В одно время с Иваном Евдокимовичем Жозеф Маршаль, заменивший Бушо, давал нам уроки французского языка, читал "Art poétique" {"Поэтическое искусство" (франц.).} Буало, Лагарпа и после урока оставался у нас на весь день и вместе с нами ходил гулять.
Маршаль принадлежал к числу людей с характером ровным, светлым, любовь которых не сжигает, а греет. Кроткий, тихий, он был до того нравственен, что краснел в пятьдесят лет и напоминал собою ясный летний вечер; сам Иван Алексеевич, никого не щадивший, любил его и обращался с ним деликатно.

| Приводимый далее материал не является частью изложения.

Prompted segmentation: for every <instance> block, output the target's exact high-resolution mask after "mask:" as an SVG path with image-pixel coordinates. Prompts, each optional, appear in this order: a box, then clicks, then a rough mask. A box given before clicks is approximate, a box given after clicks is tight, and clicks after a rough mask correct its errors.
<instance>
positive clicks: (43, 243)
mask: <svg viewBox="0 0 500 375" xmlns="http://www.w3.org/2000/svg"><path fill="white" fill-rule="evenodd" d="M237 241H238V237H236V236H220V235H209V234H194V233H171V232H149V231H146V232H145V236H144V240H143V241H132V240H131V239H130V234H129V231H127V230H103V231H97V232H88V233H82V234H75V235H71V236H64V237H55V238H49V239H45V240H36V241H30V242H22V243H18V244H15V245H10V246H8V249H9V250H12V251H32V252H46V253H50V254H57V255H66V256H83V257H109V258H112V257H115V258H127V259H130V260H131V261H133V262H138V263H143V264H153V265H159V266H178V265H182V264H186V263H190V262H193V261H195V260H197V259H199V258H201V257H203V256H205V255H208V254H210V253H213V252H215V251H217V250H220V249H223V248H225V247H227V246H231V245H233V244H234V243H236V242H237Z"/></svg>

Как все люди этого рода, он был классик, знал глубоко древние литературы, поклонялся изящной форме греческой поэзии и выработанной из нее поэзии века Людовика XIV.
"Маршаль стал читать нам Расина, -- говорил Саша,-- в то время, как я попался в руки Шиллеровым разбойникам, и ватага Карла Мора увела меня надолго в богемские леса романтизма". Иван Евдокимович неумолимо помогал Шиллеровым разбойникам и старался развивать и поддерживать возбужденные ими либеральные наклонности отрока.
Из всего сказанного ясно видно, что ученье наше шло без систематического порядка и последовательности и что вместо действительных знаний и стройного целого учебных заведений у нас образовалась только масса сведений, перепутанных фантазиями. Но, несмотря на это, наука как-то сделалась живою частию нас самих. Мы приобретали любознательность, страсть к чтению и способность самообразования. Оно пополняло недостаток запаса знаний. Между тем влияние литературы и учителей с новыми взглядами, картина крепостного быта, либеральные идеалы, распространенные в обществе, соединившись с врожденными наклонностями Саши, обозначили основные черты его характера и определили карьеру жизни. Сама среда, окружавшая его с колыбели, помогала развитию такого направления своим резким отрицанием усвоенных им понятий и заставила еще выразительнее выступать их блестящие стороны. При этом Шиллер с либерально-гражданским стремлением, с любовью к людям и истине, поднятыми до первообраза, были так симпатичны идеальному юноше, что он сделал религией своей жизни осуществление этих возвышенных типов. Он не вздрогнул перед громадностию задачи и не взял в расчет, что подниматься не то же, что бросаться в размах. Да и возможно ли это в четырнадцать лет?